The 30 kids in there were pushing against the stage like their life depended on it. The band started playing and I can’t remember who it was and it doesn’t matter. What mattered is I was this skinny, geeky kid getting shit on all week at school, hiding in the library or the anime club and I was smart, sure, but the grades weren’t there and I didn’t fucking know what to do with anything, with myself or my fucking life.
I had been writing on my own probably since third grade but I never dared to show it to anyone. I was creating in silence with no desire (or in fact, guts) to get it out in the world. No matter what you’d think about it, it takes guts to be a writer. It takes guts to say, “here, I wrote 300 pages and it’s worth your limited reading time.”
Punk gave me that guts and it happened in one second.
The sound was fucking loud and it was horrible and heavy and noisy and shitty in every way you could imagine. You kinda just focused on the stomping of the drums. People started slamming into each other, punching and pushing each other and for the first time in my life it was OK to push back. In fact, it was expected of me. I was fucking invited to. A bunch of losers, loners and other misfit kids free to be “someone” in the second sub-basement of an abandoned building in the middle of “no-future” and a fucking recession but it was OK to push back. That meant a fucking lot.

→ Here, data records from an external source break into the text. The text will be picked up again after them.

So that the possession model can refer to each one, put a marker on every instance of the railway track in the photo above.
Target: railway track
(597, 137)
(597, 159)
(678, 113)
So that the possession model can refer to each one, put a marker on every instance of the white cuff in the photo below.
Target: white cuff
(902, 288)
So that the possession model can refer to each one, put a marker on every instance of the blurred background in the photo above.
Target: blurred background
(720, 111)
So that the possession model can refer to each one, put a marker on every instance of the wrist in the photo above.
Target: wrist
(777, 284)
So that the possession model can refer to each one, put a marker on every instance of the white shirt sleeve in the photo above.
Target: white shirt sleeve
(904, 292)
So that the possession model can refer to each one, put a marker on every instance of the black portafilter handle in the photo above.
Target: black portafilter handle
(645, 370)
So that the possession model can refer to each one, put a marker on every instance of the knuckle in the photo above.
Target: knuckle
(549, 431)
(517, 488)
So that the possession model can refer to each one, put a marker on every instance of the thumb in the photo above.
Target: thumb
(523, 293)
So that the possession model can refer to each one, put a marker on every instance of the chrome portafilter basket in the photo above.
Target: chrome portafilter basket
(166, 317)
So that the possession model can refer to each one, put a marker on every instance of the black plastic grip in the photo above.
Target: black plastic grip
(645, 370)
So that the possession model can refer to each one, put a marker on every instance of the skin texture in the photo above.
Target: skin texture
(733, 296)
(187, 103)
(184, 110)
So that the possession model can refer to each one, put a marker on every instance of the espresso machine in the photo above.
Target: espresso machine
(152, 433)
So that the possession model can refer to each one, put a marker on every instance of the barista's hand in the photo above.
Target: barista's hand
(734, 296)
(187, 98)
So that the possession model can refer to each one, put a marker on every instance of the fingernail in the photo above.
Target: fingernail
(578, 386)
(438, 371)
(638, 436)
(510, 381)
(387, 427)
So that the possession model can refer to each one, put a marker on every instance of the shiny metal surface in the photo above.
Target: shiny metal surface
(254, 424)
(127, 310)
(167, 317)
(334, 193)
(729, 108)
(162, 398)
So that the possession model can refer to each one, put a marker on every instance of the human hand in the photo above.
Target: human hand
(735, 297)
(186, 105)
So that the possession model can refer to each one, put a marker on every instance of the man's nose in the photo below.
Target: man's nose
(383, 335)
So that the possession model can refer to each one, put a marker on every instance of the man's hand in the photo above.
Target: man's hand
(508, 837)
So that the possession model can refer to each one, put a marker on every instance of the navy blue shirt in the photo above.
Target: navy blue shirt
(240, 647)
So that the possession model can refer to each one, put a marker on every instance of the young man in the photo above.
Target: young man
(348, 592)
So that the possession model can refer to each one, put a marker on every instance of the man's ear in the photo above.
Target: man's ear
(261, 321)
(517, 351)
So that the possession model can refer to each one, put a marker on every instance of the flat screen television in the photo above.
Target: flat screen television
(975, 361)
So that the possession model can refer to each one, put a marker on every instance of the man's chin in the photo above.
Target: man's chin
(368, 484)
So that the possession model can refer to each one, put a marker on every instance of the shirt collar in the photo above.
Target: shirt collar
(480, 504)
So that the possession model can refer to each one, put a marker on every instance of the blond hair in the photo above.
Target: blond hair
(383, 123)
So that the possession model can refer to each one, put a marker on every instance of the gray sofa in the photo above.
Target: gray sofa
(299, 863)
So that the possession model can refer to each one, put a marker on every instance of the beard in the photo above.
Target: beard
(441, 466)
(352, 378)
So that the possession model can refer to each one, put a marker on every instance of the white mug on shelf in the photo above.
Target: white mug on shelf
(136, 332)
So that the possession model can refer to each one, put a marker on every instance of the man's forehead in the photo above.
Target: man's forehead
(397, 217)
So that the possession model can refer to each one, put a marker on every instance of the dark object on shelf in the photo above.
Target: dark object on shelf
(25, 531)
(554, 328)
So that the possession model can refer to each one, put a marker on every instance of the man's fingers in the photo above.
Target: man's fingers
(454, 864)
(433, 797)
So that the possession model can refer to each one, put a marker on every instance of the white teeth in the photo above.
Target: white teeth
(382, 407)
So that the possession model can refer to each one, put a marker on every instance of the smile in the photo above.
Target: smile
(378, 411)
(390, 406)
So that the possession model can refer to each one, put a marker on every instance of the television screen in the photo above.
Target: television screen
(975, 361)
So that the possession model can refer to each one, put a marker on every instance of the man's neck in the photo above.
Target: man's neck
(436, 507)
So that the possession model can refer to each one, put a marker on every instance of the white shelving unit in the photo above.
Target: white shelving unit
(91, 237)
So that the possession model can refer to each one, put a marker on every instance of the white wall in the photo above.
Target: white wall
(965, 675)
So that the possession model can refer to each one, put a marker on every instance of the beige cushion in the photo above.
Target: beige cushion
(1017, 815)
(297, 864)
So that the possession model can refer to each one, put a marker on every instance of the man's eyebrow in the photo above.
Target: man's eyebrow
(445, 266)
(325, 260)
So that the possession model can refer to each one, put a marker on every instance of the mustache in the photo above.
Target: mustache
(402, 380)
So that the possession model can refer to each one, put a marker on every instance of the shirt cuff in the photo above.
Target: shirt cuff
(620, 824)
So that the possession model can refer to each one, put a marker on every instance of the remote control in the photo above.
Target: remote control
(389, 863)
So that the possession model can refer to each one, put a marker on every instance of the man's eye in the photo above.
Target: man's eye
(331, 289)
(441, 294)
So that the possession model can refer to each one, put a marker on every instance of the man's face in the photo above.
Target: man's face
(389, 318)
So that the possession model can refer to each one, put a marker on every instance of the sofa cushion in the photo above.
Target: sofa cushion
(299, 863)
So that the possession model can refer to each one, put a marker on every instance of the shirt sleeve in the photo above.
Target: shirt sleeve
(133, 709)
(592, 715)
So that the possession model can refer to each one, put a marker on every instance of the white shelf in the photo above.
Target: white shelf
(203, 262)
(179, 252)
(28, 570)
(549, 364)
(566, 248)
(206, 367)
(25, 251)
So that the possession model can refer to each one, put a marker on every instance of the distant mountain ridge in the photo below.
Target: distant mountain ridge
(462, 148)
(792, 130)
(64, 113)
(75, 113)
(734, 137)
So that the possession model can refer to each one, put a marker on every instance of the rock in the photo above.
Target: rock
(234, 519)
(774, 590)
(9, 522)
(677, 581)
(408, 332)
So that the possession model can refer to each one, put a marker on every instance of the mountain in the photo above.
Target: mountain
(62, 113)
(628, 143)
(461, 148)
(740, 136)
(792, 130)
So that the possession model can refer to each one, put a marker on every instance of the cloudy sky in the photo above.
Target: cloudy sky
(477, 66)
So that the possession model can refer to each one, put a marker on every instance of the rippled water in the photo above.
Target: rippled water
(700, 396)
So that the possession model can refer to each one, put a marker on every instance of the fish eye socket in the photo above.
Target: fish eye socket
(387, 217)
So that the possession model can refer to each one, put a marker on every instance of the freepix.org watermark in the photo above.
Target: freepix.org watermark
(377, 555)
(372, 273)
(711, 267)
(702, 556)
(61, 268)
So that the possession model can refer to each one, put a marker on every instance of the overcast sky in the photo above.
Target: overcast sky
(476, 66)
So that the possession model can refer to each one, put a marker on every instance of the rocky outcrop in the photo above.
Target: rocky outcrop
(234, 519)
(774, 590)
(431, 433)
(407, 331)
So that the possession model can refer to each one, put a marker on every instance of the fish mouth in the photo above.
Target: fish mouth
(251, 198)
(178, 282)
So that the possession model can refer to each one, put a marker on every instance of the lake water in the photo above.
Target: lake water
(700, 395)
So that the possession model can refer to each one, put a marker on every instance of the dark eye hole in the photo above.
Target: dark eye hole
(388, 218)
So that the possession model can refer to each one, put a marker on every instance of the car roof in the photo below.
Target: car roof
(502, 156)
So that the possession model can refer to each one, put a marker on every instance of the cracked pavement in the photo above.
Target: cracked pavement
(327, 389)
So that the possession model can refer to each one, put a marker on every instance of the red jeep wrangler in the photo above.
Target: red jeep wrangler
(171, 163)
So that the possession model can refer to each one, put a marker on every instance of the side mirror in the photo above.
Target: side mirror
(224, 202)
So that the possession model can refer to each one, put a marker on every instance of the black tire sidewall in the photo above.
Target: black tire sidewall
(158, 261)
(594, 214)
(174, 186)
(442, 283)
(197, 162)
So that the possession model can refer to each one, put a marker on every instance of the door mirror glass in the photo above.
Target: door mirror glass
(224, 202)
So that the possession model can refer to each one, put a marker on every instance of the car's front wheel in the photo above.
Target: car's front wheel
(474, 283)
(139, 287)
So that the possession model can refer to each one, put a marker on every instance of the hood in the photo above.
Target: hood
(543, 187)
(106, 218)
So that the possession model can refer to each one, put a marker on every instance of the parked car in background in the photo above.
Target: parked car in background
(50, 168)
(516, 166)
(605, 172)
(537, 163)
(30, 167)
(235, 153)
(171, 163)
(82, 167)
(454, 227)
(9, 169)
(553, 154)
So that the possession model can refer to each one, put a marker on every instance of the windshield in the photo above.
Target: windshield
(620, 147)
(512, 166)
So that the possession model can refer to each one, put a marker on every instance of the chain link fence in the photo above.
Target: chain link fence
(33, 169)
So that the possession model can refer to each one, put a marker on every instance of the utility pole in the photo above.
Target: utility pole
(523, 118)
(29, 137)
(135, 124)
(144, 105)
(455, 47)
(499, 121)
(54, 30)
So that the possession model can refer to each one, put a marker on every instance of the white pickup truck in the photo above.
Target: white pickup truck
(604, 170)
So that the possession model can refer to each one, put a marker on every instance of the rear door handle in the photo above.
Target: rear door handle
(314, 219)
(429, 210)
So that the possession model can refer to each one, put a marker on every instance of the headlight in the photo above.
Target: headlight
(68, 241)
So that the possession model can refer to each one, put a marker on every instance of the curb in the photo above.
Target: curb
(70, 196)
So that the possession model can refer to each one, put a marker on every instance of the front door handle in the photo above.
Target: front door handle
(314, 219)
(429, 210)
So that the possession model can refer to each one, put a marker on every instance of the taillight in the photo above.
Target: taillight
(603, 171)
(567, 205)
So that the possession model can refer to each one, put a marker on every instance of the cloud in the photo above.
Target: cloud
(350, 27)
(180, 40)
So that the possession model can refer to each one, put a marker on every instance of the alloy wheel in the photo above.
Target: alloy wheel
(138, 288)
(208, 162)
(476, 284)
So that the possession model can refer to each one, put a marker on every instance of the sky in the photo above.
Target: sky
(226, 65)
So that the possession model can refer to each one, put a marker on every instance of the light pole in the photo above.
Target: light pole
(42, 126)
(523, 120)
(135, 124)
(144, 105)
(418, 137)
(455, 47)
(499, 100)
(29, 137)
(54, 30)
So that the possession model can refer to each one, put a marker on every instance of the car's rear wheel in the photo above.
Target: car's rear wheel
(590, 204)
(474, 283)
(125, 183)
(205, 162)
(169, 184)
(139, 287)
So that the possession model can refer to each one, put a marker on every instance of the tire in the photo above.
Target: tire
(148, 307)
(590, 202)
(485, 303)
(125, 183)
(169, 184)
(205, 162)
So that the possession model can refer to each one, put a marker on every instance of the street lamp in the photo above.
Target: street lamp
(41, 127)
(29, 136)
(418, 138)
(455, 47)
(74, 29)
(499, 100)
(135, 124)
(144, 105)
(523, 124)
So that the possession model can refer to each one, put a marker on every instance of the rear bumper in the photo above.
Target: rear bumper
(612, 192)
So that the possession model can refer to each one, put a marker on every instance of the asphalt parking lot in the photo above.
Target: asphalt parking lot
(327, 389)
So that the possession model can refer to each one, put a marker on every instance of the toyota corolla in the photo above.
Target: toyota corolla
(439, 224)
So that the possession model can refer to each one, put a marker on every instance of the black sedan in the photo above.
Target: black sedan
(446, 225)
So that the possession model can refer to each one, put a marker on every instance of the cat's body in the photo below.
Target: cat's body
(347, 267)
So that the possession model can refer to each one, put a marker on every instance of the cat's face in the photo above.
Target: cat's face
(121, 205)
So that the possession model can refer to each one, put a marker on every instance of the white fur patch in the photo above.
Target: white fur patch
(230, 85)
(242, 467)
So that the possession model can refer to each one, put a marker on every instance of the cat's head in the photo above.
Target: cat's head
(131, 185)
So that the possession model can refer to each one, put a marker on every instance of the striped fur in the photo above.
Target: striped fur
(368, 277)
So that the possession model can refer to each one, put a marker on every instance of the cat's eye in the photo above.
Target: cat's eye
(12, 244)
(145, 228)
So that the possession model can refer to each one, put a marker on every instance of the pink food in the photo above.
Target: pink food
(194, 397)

And maybe I’m mature enough now to say that “being allowed to push back” is probably the most basic, common, most important emotion at the heart of punk. Before all the politics and the aesthetics and the noise and social critique, before all the branches and the Krishna-cores or straight edge vegans and the grind-core-pop-punk-concept-bands or post-emo-neo-crust bullshit there was this : “It’s OK to push back.”
On paper it sounds like absolute garbage, right? It sounds so fucking basic it’s got to be a joke, right? In real life it was absolutely everything to me.
Without that there would be no Ian Truman, no art of mine, no music, no politics, no drive, no anger, no desire or novels or poetry or books. Nothing. I wouldn’t have seen New-Orleans because of it or any other city because of it. I wouldn’t be writing this blog post or any other post at all. In fact I have little doubt I’d be dead.
I spent about half my life in Quartier Latin, now. I’ve studied there. I work there. The building is still standing and I think about it every time I walk in front of it. You can’t forget something like that. I’m sure the aging punks in NYC still have that pinch when they walk in front of CBGB’s. I get the same feeling with L’X.
The building’s still abandoned. There’s asbestos or some shit in there. I know for a fact the room is still down there, probably untouched. I could bust the door and walk down and find the water damaged stage and the posters on the walls of bands as soft as the fucking Weakerthans, or as heavy as Snapcase and Shutdown.
My point, I guess, is that kids need places like that in the world. It creates passion, it creates artists. They need that place to be absolutely, marvellously fucking horrible at whatever they’re trying to do. No one’s that good right off the bat. Absolutely no one. You need to fail a lot and you need a place where you get to fail a lot. L’X was that place for me.
And so, sixteen years later, fucking seventeen years later, the building remains unused, wounded with asbestos, too expensive to fix or sell or too expensive to do anything with. As about a dozen glimmering condo towers have risen right next to it, it stands as a testament of what was and how much you can do with very little.
If you dare to write about it every once in a while.